2014 words

10 minutes

Using Python to Extract Tables from PDFs with Tabula and Camelot

2025-06-30

Tutorial

Python

/

PDF

/

Data Extraction

/

Automation

/

Tabula

Extracting Tables from PDFs: A Guide Using Python with Tabula and Camelot#

Extracting tabular data from PDF documents presents a significant challenge in data processing and automation workflows. While PDFs ensure consistent formatting across different systems, their structure makes machine-readable data extraction, particularly of tables, non-trivial. Data is often embedded as visual elements rather than structured rows and columns easily parsed by standard text extraction tools. This necessity arises frequently in scenarios involving financial reports, research papers, government statistics, and various forms of automated data collection where information is disseminated in PDF format.

Python offers powerful libraries designed specifically to address this challenge. Two prominent libraries for extracting tables from PDFs are Tabula-py (a Python wrapper for Tabula) and Camelot. Both provide programmatic ways to identify and extract tabular data, converting it into formats like CSV or pandas DataFrames for further analysis or processing.

The Need for PDF Table Extraction#

The demand for extracting structured data from PDFs stems from several key areas:

Data Analysis: Researchers, analysts, and data scientists frequently encounter reports or datasets embedded within PDFs. Extracting this data into a structured format is the first step before any analysis can begin.
Automation: Automating processes that rely on data from PDF reports (e.g., updating databases, generating summaries, comparing figures) requires reliable programmatic extraction. Manual copy-pasting is time-consuming and prone to errors.
Reporting and Compliance: Organizations may receive financial statements, invoices, or regulatory documents in PDF format. Extracting key figures is essential for internal reporting and compliance checks.
Digitization of Information: Converting legacy or published PDF documents into searchable, structured datasets makes the information more accessible and usable.

Traditional text extraction tools often fail with tables because they might read across columns or misinterpret borders and spacing. Libraries like Tabula and Camelot employ more sophisticated techniques to identify the boundaries and structure of tables within a PDF page.

Introducing Tabula and Camelot#

Tabula-py and Camelot are specialized Python libraries built for the task of PDF table extraction.

Tabula-py: This library is a Python wrapper for the Java-based Tabula library. It is particularly effective at extracting tables from native PDFs, which are documents created directly from a digital source where text and structure information are still present (though potentially challenging to access). Tabula works well when table cell boundaries are clearly defined or inferred from spacing.
Camelot: Camelot is a Python library that offers more flexibility, designed to handle a wider variety of PDFs, including scanned documents and PDFs with complex layouts or unclear borders.
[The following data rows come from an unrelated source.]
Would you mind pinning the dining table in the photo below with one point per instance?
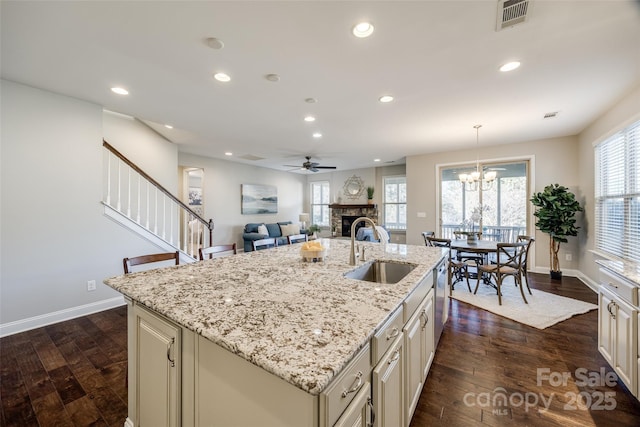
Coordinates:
(483, 247)
(480, 247)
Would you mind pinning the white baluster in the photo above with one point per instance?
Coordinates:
(139, 206)
(109, 155)
(118, 204)
(129, 192)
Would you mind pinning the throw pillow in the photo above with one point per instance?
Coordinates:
(262, 229)
(290, 229)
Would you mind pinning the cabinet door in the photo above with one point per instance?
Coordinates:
(158, 365)
(605, 326)
(356, 413)
(413, 368)
(624, 349)
(388, 387)
(428, 334)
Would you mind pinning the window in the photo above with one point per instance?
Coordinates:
(320, 203)
(395, 203)
(617, 194)
(504, 216)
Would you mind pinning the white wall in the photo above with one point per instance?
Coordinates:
(144, 147)
(555, 161)
(222, 201)
(625, 112)
(54, 236)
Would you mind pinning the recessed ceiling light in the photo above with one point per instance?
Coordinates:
(120, 90)
(363, 29)
(214, 43)
(510, 66)
(222, 77)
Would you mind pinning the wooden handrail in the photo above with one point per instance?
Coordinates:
(209, 224)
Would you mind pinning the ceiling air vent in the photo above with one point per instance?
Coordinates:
(250, 157)
(511, 12)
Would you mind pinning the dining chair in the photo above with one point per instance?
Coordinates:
(297, 238)
(217, 251)
(509, 258)
(525, 262)
(147, 259)
(426, 234)
(269, 242)
(456, 268)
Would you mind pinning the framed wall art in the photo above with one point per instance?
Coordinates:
(259, 199)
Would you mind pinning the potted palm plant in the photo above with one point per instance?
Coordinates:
(556, 208)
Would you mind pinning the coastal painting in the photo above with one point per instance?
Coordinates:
(259, 199)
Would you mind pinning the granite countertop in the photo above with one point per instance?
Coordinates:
(300, 321)
(628, 270)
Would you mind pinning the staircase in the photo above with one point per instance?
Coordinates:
(136, 201)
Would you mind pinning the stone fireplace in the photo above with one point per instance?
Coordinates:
(342, 216)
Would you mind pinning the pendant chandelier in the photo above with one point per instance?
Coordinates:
(477, 179)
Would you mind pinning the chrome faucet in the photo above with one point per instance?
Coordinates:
(352, 255)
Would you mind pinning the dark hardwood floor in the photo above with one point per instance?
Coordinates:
(73, 373)
(67, 374)
(482, 357)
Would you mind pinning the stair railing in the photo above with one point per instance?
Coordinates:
(135, 195)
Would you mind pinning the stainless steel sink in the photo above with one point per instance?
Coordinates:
(381, 272)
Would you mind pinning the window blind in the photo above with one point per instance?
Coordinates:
(617, 194)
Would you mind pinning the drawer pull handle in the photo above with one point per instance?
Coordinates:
(396, 356)
(373, 412)
(169, 347)
(609, 309)
(356, 386)
(394, 333)
(425, 316)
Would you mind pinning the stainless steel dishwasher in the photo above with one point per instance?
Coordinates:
(440, 285)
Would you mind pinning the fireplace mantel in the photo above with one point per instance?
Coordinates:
(365, 206)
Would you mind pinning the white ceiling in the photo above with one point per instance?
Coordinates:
(439, 59)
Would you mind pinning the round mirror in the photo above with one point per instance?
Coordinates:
(353, 187)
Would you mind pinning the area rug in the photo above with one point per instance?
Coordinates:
(544, 309)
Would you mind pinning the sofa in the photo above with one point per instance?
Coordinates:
(274, 230)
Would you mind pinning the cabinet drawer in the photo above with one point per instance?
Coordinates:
(620, 287)
(385, 337)
(337, 396)
(414, 299)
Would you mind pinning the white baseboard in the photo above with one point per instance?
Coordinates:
(58, 316)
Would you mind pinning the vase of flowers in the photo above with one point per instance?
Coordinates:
(470, 223)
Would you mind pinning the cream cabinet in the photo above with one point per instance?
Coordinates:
(388, 387)
(358, 413)
(419, 352)
(155, 370)
(618, 336)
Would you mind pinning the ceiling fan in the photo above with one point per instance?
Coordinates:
(311, 166)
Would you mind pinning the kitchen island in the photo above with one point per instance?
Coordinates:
(286, 329)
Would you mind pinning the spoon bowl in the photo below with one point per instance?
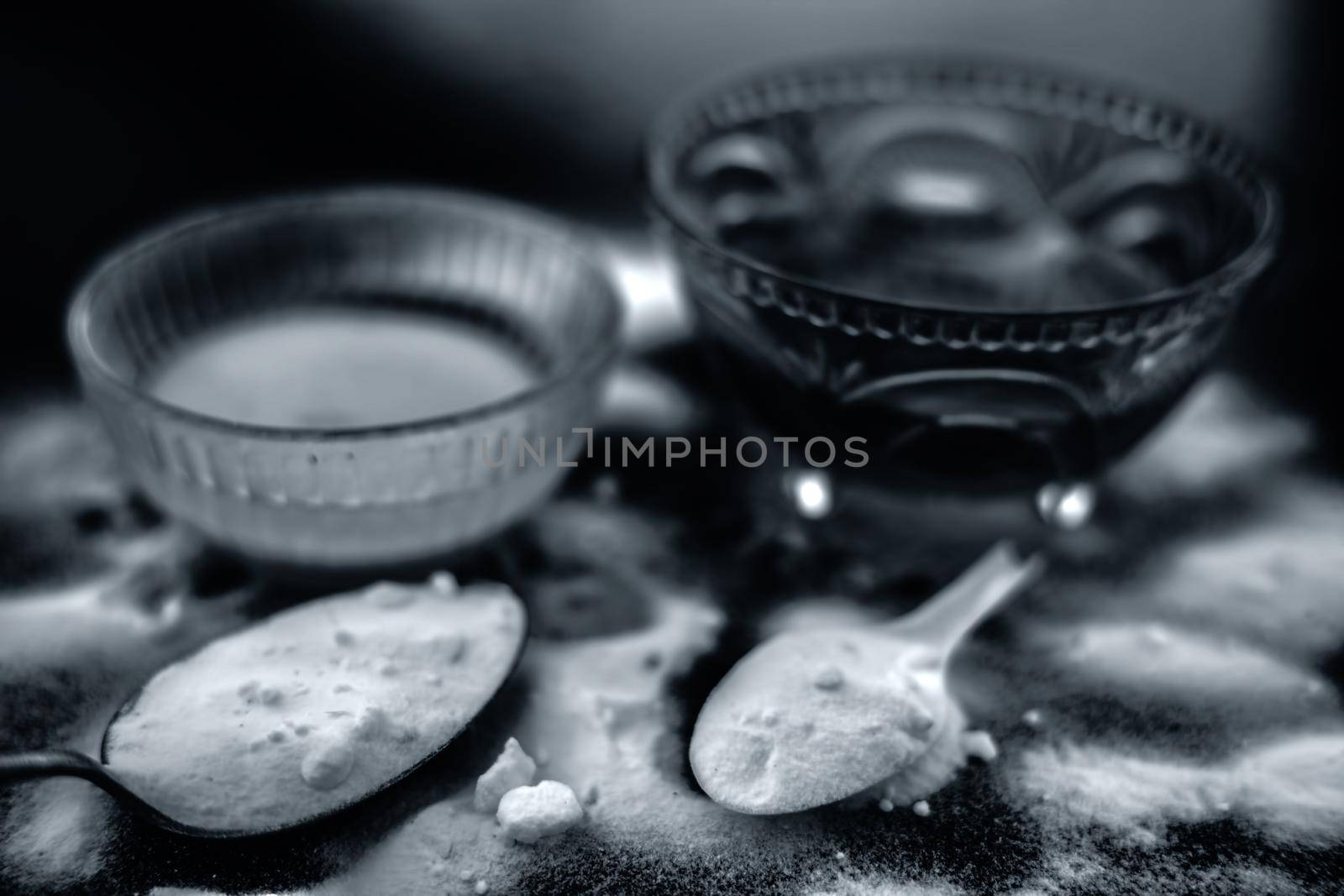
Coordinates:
(811, 718)
(104, 772)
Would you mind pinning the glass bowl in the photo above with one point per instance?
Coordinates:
(897, 249)
(347, 497)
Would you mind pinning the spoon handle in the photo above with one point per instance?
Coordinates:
(949, 616)
(53, 763)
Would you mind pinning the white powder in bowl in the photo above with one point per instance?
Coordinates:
(318, 705)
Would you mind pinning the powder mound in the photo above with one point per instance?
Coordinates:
(512, 768)
(530, 813)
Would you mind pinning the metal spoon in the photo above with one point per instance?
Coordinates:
(810, 718)
(60, 762)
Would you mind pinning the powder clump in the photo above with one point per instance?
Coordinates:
(530, 813)
(512, 768)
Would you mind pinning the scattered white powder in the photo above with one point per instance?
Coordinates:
(316, 705)
(1276, 582)
(512, 768)
(530, 813)
(60, 831)
(93, 641)
(885, 886)
(1178, 664)
(830, 611)
(1220, 436)
(1290, 789)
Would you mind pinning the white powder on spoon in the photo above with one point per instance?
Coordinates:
(318, 705)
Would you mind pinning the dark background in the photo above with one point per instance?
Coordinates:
(120, 114)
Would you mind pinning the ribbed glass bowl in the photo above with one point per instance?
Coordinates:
(363, 496)
(891, 248)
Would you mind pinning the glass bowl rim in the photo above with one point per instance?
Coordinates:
(968, 70)
(541, 226)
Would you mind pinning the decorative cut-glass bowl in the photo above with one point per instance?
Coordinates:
(902, 249)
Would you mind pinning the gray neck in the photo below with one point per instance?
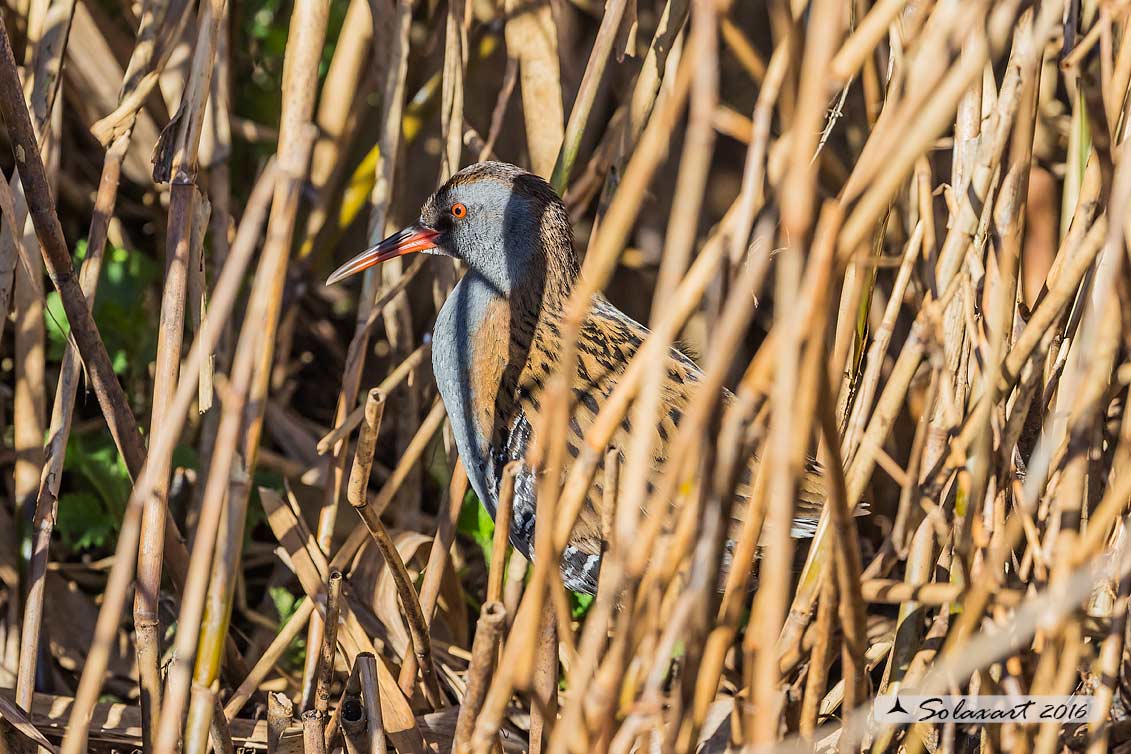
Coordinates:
(452, 343)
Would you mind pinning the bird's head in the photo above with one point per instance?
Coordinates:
(507, 225)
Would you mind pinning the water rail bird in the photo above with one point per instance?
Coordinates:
(497, 343)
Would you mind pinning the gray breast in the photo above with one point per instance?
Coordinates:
(452, 340)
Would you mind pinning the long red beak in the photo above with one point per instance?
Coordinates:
(414, 239)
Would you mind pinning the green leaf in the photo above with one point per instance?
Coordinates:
(83, 521)
(477, 523)
(120, 311)
(579, 604)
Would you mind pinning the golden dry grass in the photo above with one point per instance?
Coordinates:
(898, 231)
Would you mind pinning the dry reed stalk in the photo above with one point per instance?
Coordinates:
(255, 339)
(532, 40)
(311, 569)
(352, 715)
(388, 145)
(214, 623)
(279, 716)
(587, 93)
(270, 656)
(313, 722)
(437, 565)
(689, 191)
(409, 601)
(183, 201)
(500, 543)
(371, 695)
(57, 257)
(162, 445)
(484, 652)
(329, 649)
(355, 417)
(544, 681)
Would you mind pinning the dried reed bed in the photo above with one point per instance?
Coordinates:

It provides different “flavors” of parsing strategies (“Lattice” and “Stream”) to tackle various table structures. Camelot often requires more tuning and parameter adjustments for optimal results but can succeed where simpler tools fail.

Both libraries provide the extracted data in a structured format, commonly as a list of pandas DataFrames, making integration with standard Python data science workflows seamless.

Getting Started: Installation#

Before using Tabula-py or Camelot, installation is necessary. Both have some dependencies.

Installing Tabula-py#

Tabula-py requires a Java Runtime Environment (JRE) to be installed on the system because it uses the underlying Java library. Ensure Java is installed and accessible from your system’s PATH.

1
pip install tabula-py

To verify Java installation, open a terminal or command prompt and type java -version. If Java is not found, it needs to be installed separately according to the operating system’s instructions.

Installing Camelot#

Camelot requires Ghostscript, a suite of software for interpreting PostScript and PDF files. Ghostscript is used by Camelot to render PDF pages as images, which helps in identifying tables, especially in scanned or complex documents. Ensure Ghostscript is installed and accessible from your system’s PATH.

1
pip install camelot-py[cv] opencv-python pandas

The [cv] part ensures installation of dependencies needed for image processing (OpenCV), which Camelot uses. Pandas is typically needed to work with the extracted data.

To verify Ghostscript installation, open a terminal or command prompt and type gs --version. If Ghostscript is not found, install it from the official Ghostscript website or via a package manager (like brew install ghostscript on macOS, sudo apt-get install ghostscript on Debian/Ubuntu, or downloading the installer on Windows).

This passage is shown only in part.